Australia’s richest man contracted COVID-19 while travelling around the world last year and was granted an exemption saving him from having to quarantine in two states on his return.

Fortescue Metals chairman Andrew “Twiggy” Forrest contracted the virus from a Russian translator in Uzbekistan, forcing him to postpone the rest of his planned Central Asia leg as he pursued new renewable energy projects for the major miner.

He flew to Croatia for medical treatment before being evacuated to a Swiss hospital, where he spent three days in a specialised respiratory clinic.

Fortunately, he was the only member of his large team, which flew on Fortescue’s private jet, to test positive.

The four-month tour of 47 countries occurred at the height of the pandemic, which has halted global travel, and was part of the miner’s ambitious target to curb emissions from its West Australian operations.

The company announced in August its bold target for net zero emissions by 2040.

“I would rather have not caught COVID but it hasn’t harmed me,” Mr Forrest said in an interview with The Australian Financial Review ahead of his Boyer lecture series due to go to air on the ABC this weekend.

“I’m still as fit as a fiddle but the big thing is that it enabled us to put together a suite of assets to create a supply of renewable fuels and products which could rival the fossil-fuel sector.”

Mr Forrest returned to Perth in the new year after quarantining in NSW for 14 days while supervised by police.

The 59-year-old was allowed to return to WA – known for its strict COVID-19 rules – without having to quarantine again after being granted an exemption.

“Due to having zero contact with any persons, including the supervising police, Dr Forrest received an exemption from the Western Australian state government to return to WA without an additional quarantine period,” Fortescue chief executive Elizabeth Gaines said in an emailed statement.

She said he and every member of the travelling party received an average of 46 polymerase chain reaction tests during their time abroad.

“Prior to returning to Australia, all personnel returned negative test results and strictly adhered to national quarantine requirements,” Ms Gaines said.

“Most importantly, every one of our team members on this trip returned home safely.”

While Mr Forrest was globetrotting, his fortune hit a near $28bn due to soaring iron ore prices, driven by strong demand from China.

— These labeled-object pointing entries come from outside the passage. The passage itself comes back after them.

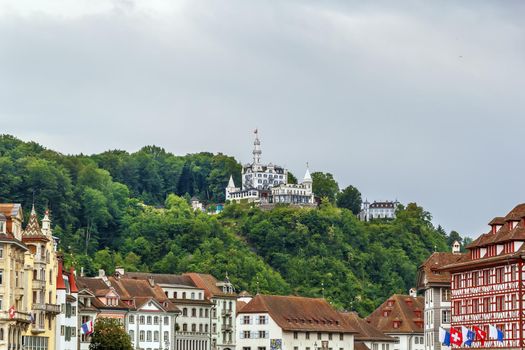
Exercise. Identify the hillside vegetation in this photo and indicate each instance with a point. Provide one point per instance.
(131, 210)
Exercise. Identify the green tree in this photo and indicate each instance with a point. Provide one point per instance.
(324, 185)
(109, 333)
(350, 198)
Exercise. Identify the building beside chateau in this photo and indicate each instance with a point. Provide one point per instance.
(435, 286)
(268, 184)
(487, 282)
(368, 337)
(15, 278)
(378, 210)
(271, 322)
(67, 320)
(401, 317)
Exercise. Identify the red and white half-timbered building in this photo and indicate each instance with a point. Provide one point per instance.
(487, 284)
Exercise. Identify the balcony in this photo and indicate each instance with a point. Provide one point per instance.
(49, 308)
(39, 259)
(38, 328)
(226, 312)
(39, 284)
(19, 317)
(227, 327)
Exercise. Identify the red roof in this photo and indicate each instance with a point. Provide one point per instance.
(293, 313)
(60, 278)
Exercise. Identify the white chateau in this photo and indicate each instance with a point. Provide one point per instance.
(268, 183)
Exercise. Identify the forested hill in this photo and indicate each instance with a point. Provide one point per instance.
(132, 210)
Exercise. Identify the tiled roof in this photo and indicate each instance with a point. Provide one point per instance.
(401, 308)
(293, 313)
(10, 209)
(209, 284)
(162, 278)
(365, 331)
(429, 271)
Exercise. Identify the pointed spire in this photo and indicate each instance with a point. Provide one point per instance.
(60, 278)
(33, 227)
(231, 184)
(256, 148)
(307, 176)
(72, 281)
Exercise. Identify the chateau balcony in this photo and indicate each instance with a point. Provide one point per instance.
(39, 284)
(227, 327)
(226, 312)
(19, 317)
(38, 328)
(39, 259)
(48, 308)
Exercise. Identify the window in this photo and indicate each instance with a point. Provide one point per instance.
(445, 294)
(445, 316)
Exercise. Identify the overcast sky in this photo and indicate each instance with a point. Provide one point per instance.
(420, 101)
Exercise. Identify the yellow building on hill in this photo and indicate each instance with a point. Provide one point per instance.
(40, 335)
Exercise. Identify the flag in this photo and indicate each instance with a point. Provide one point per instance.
(495, 333)
(11, 312)
(468, 336)
(87, 328)
(456, 338)
(444, 336)
(481, 335)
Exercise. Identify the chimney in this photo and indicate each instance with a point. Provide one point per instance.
(119, 271)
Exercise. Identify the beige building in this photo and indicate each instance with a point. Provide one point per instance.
(42, 266)
(15, 316)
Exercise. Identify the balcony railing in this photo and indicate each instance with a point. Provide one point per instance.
(19, 316)
(39, 284)
(226, 327)
(226, 312)
(50, 308)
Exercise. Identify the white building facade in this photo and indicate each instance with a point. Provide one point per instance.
(290, 323)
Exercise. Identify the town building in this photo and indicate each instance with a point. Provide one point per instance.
(271, 322)
(67, 320)
(487, 282)
(197, 321)
(41, 332)
(378, 210)
(267, 184)
(223, 296)
(434, 284)
(15, 278)
(401, 316)
(368, 337)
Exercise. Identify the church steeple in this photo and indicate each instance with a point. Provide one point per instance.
(256, 148)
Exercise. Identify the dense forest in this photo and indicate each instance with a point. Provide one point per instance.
(131, 210)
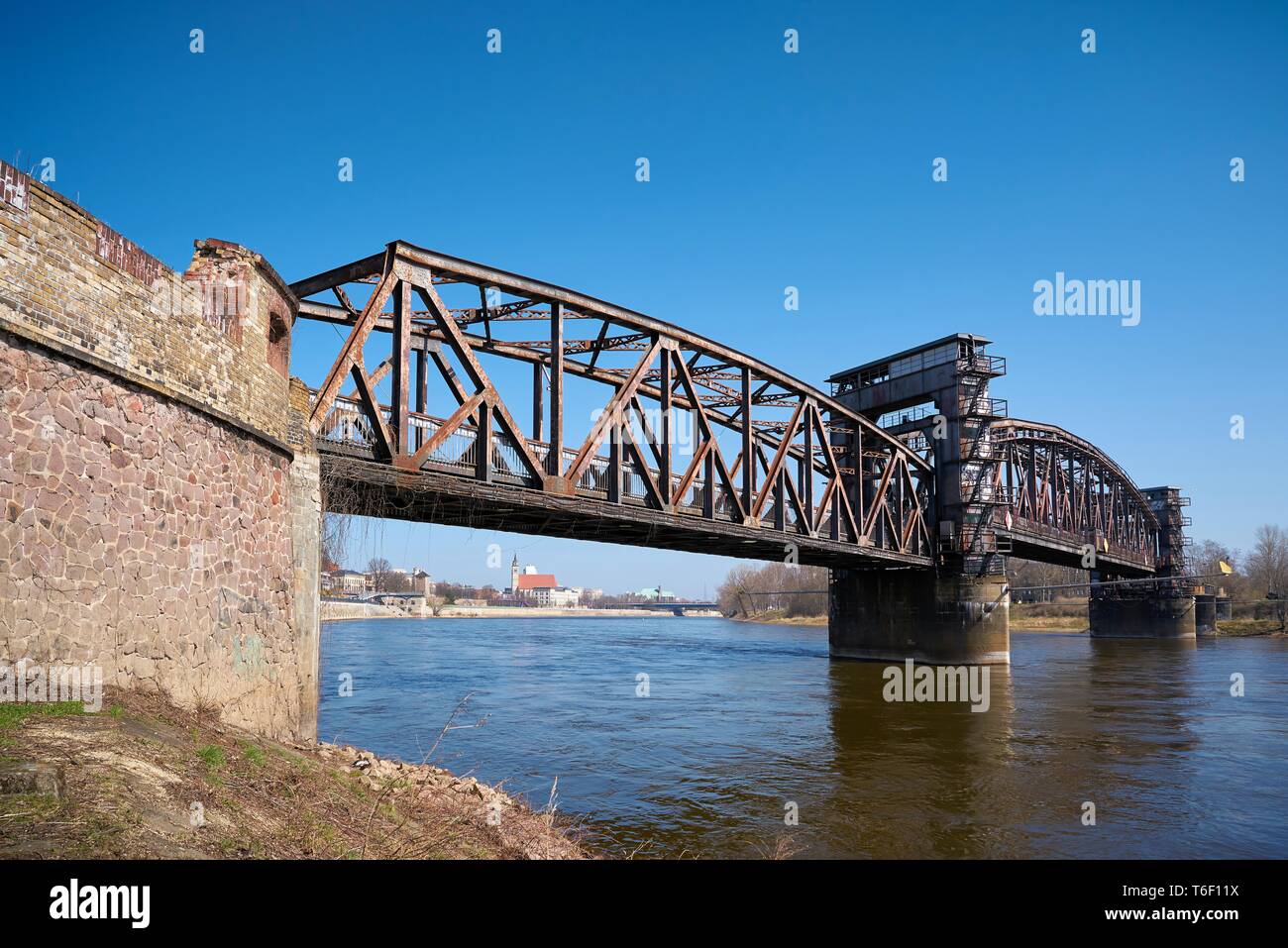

But it hasn’t been all smooth sailing for the West Australian, who was pilloried for the dismal performance of his first mining company Anaconda Nickel, which processed technically challenging nickel laterites at its Murrin Murrin mine.

He was ousted as the company’s chief executive in 2001 after investors lost a fortune on the venture.

The philanthropist made his name with Fortescue, which broke Rio Tinto and BHP’s rail duopoly in WA’s Pilbara region by building the company’s own network to transport ore to port.

Mr Forrest, who completed a PhD in marine science in 2019, told the Nine-owned publication he was “looking across the spectrum at Fortescue, to fertiliser, to making steel with hydrogen instead of coal”.